Ostatnio zmieniony przez kamiledi15 2014-11-10, 16:15, w całości zmieniany 3 razy
Również nie daję. Na jakieś zbiórki (np teraz w szkole na paczki świąteczne dla dzieci w domach dziecka) to owszem, ale widuje na ulicy wiele naciągaczy tych samych od lat i każdy w okolicy wie że są to osoby opłacane, dlatego mocno mnie to odstrasza, nigdy nie wiem jak się zachować kiedy ktoś prosi. W każdym razie kończy się na tym że idę dalej.

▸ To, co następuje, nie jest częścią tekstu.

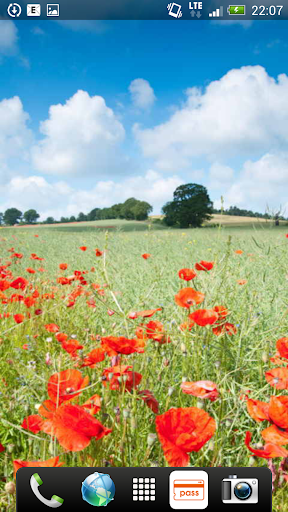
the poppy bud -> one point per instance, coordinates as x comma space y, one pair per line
10, 488
151, 438
133, 422
183, 349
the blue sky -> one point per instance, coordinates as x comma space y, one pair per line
92, 113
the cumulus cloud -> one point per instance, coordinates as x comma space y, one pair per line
8, 37
80, 137
15, 135
260, 183
60, 199
244, 113
142, 94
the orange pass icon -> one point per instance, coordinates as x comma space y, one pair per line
188, 490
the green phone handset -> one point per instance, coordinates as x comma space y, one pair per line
55, 501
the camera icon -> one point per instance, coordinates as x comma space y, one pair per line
239, 490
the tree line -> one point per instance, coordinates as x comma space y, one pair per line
190, 207
131, 209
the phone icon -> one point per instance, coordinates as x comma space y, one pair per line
55, 501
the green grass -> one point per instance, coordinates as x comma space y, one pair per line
234, 363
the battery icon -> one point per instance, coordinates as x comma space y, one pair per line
236, 9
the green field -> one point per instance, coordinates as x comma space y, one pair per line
236, 363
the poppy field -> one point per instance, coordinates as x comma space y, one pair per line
150, 348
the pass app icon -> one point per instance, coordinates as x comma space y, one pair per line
188, 490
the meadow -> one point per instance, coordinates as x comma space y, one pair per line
102, 342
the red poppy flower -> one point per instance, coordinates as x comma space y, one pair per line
71, 346
33, 423
275, 435
31, 270
19, 283
114, 375
201, 388
51, 327
204, 265
66, 385
114, 345
144, 314
50, 463
278, 378
282, 347
150, 400
19, 318
63, 266
74, 427
222, 312
92, 405
225, 328
183, 430
61, 336
278, 411
258, 410
4, 285
204, 317
187, 274
188, 297
94, 357
29, 302
268, 451
155, 331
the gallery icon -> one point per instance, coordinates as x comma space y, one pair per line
52, 9
33, 9
144, 489
174, 10
188, 490
14, 10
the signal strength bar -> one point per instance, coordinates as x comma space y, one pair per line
216, 14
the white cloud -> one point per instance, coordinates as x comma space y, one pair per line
15, 136
142, 93
8, 37
260, 183
243, 113
59, 199
80, 137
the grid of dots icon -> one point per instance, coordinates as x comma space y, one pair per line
144, 489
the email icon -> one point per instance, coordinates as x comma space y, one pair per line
33, 9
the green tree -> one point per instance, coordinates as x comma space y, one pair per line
190, 207
12, 216
31, 216
141, 210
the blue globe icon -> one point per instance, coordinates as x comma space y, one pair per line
98, 489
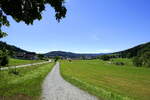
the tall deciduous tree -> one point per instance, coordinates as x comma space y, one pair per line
28, 11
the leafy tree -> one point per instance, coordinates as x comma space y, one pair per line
146, 59
28, 11
4, 59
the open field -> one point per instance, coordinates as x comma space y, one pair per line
14, 62
26, 85
108, 81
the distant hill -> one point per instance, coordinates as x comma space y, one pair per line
135, 51
71, 55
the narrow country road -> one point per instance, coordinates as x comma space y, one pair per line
26, 65
56, 88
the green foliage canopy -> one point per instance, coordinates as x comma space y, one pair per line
28, 11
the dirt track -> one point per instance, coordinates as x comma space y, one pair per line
56, 88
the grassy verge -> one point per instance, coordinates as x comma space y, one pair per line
26, 85
14, 62
108, 81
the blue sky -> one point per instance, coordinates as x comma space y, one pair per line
91, 26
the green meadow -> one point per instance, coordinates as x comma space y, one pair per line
24, 86
108, 81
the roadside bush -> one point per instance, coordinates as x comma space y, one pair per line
105, 57
137, 61
4, 59
146, 59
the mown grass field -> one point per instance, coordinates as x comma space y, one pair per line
26, 85
109, 81
14, 62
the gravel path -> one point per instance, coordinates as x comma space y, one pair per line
56, 88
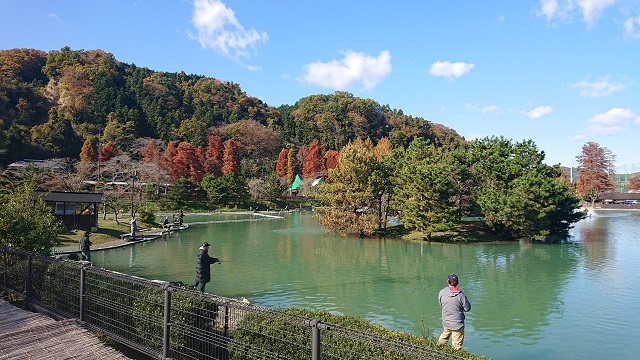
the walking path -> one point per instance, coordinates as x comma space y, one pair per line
28, 335
123, 241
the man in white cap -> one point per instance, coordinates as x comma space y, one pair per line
454, 304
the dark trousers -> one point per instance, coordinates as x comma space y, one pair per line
86, 255
202, 284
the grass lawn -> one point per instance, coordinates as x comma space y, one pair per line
108, 230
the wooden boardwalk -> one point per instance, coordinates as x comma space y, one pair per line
28, 335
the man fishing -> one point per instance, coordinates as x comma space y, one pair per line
454, 304
203, 266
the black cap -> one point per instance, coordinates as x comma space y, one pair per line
453, 279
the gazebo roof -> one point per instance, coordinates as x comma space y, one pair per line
77, 197
619, 196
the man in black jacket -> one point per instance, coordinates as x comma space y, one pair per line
85, 246
203, 268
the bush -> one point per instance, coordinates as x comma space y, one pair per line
255, 335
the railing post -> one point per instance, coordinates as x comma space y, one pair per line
167, 323
226, 320
316, 326
27, 287
83, 291
5, 253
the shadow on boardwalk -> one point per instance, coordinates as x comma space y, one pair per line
28, 335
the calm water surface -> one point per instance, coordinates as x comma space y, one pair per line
575, 300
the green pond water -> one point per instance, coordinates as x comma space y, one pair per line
578, 299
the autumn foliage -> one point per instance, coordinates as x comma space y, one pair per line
281, 164
109, 151
312, 160
595, 164
231, 158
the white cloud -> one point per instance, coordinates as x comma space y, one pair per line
450, 70
490, 109
538, 112
554, 9
590, 10
598, 88
632, 27
612, 122
55, 16
253, 67
218, 28
548, 9
353, 68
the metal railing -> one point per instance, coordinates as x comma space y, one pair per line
168, 321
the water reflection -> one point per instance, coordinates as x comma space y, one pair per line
530, 300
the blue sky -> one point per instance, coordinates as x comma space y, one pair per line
559, 72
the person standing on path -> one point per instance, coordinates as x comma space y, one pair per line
134, 227
85, 246
454, 304
203, 266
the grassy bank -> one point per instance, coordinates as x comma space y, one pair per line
108, 230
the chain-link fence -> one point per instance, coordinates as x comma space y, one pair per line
169, 321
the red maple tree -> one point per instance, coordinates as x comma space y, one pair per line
213, 155
281, 164
231, 158
109, 151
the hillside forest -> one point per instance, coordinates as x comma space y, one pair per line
98, 121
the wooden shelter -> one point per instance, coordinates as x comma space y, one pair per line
77, 210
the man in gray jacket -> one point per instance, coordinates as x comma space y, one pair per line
454, 304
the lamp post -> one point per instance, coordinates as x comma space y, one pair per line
99, 150
133, 186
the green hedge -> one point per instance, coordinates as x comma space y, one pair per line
258, 334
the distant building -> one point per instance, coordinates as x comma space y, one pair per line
75, 209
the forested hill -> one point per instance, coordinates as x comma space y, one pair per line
51, 102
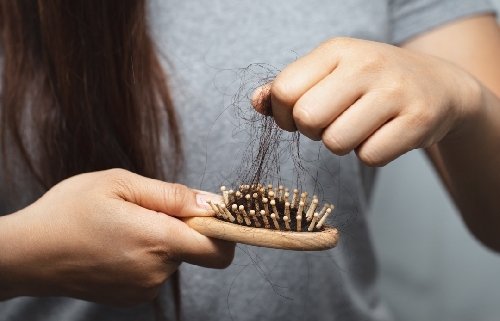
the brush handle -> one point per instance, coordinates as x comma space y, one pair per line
286, 240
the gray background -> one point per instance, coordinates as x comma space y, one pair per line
431, 267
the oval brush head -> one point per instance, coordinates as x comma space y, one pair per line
260, 216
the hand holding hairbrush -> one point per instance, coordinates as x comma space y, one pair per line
260, 216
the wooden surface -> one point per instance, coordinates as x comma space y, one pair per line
287, 240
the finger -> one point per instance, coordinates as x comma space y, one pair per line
329, 98
357, 123
189, 246
389, 142
297, 79
168, 198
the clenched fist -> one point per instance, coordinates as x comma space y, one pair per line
379, 100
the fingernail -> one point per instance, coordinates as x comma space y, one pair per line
201, 199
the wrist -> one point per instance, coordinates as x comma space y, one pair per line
9, 285
18, 270
470, 102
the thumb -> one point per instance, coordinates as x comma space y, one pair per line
169, 198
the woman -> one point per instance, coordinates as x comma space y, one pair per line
104, 237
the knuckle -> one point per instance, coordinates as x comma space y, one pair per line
372, 62
283, 92
303, 118
177, 195
371, 157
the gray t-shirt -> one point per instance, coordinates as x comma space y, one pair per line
205, 44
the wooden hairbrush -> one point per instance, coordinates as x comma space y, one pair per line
260, 216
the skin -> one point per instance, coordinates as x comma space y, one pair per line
438, 91
110, 237
113, 237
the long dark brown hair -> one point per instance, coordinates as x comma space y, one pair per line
83, 90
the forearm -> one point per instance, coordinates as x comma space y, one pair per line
470, 159
9, 266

Hmm.. nie daję. Rzadko kiedy takowych spotykam na swojej drodze. Pamiętam jak pewien gość się mnie pytał, czy nie mam paru groszy.. oczywiście skłamałem, że nie mam.. Nie wyglądał na jakiegoś alkoholika.. a ja jednak pewny swego, nic nie dałem. Miałem przez to lekkie wyrzuty, że może ten ktoś ma jakieś problemy i że ten “majątek“, który uda mu się uzbierać nie straci na alkohol..

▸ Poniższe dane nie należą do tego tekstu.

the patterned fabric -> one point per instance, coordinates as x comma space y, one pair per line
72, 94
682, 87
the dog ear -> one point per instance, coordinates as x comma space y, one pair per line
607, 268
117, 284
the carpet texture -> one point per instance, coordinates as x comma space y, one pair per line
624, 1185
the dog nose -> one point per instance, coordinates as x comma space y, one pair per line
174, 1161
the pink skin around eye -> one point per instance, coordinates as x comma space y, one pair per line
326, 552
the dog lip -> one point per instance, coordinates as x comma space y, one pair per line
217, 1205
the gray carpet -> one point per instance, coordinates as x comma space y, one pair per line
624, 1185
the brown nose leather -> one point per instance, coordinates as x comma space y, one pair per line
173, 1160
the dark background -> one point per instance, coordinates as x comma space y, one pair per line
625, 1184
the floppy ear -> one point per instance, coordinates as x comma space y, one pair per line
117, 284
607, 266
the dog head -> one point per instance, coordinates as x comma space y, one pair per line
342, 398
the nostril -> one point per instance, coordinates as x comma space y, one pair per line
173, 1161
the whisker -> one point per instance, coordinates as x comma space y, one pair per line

... podszedł do mnie kiedyś taki jeden i nawija " ..jestem z Bydgoszczy i brakuje mi dokładnie 7.30 na bilet" oczywiście z wiadomych powodów miał ogromny problem z utrzymaniem pionu... nie dałem mu nic.
Albo jak chodziłem jeszcze do liceum to w pewnym parku chodził taki jeden... telepało go na wszystkie strony...kolana złączone, kark na w pół przetrącony i chodzi.... patrze innym razem w jakimś sklepie.... kurwa idzie jak po sznurku ten sam typ.... to cwaniaki jakich mało :)

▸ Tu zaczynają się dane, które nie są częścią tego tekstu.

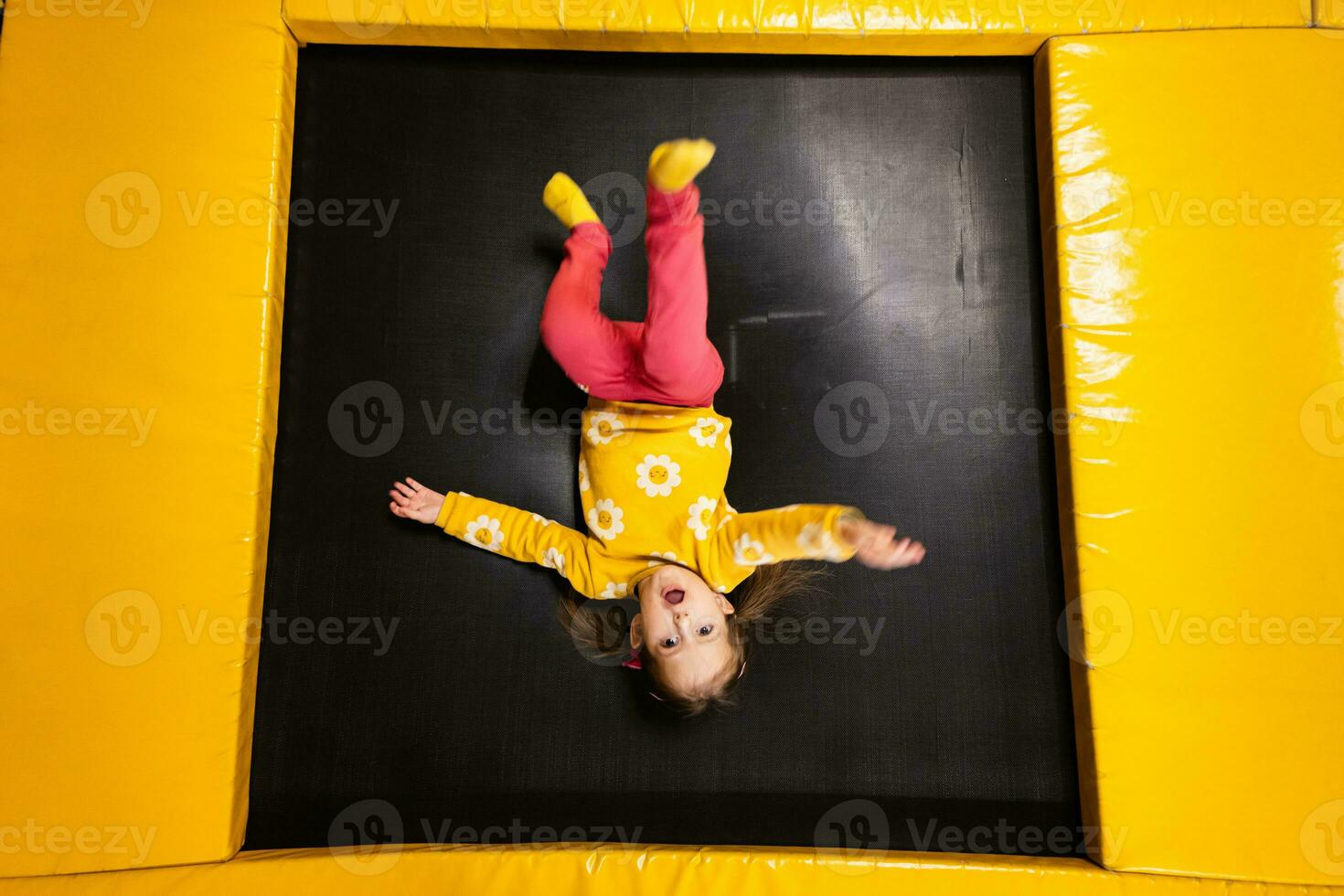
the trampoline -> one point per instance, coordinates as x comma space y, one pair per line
872, 235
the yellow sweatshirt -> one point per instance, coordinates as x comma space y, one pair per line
651, 481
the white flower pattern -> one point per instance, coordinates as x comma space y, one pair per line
657, 475
552, 559
749, 552
706, 430
605, 518
484, 532
816, 540
603, 426
699, 517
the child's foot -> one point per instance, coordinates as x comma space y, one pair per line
566, 200
675, 164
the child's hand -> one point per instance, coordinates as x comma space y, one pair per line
877, 546
414, 501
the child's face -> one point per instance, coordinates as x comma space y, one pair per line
684, 623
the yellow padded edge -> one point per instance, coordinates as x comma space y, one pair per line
1198, 252
142, 263
654, 870
1329, 14
912, 27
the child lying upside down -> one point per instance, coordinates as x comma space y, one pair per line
655, 458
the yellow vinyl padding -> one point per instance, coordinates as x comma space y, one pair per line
910, 27
142, 262
654, 870
1198, 251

Dołączyła: 04 Mar 2014 Posty: 10 Skąd: Mazowieckie
Wysłany: 2014-11-17, 20:24
Ja kasy nigdy nie dałam, ale raz spotkałam żebraka, który grzebał po koszach i zapytał mnie czy mam coś do jedzenia, to dałam mu bułki. Dziękował mi chyba 3 razy. :3
Kilka razy mi się zdarzyło - o kilka razy za dużo. Za każdym razem robili mnie w bambuko, chwilę później widziałam ich już na zakupach z puszkami piwa w rękach...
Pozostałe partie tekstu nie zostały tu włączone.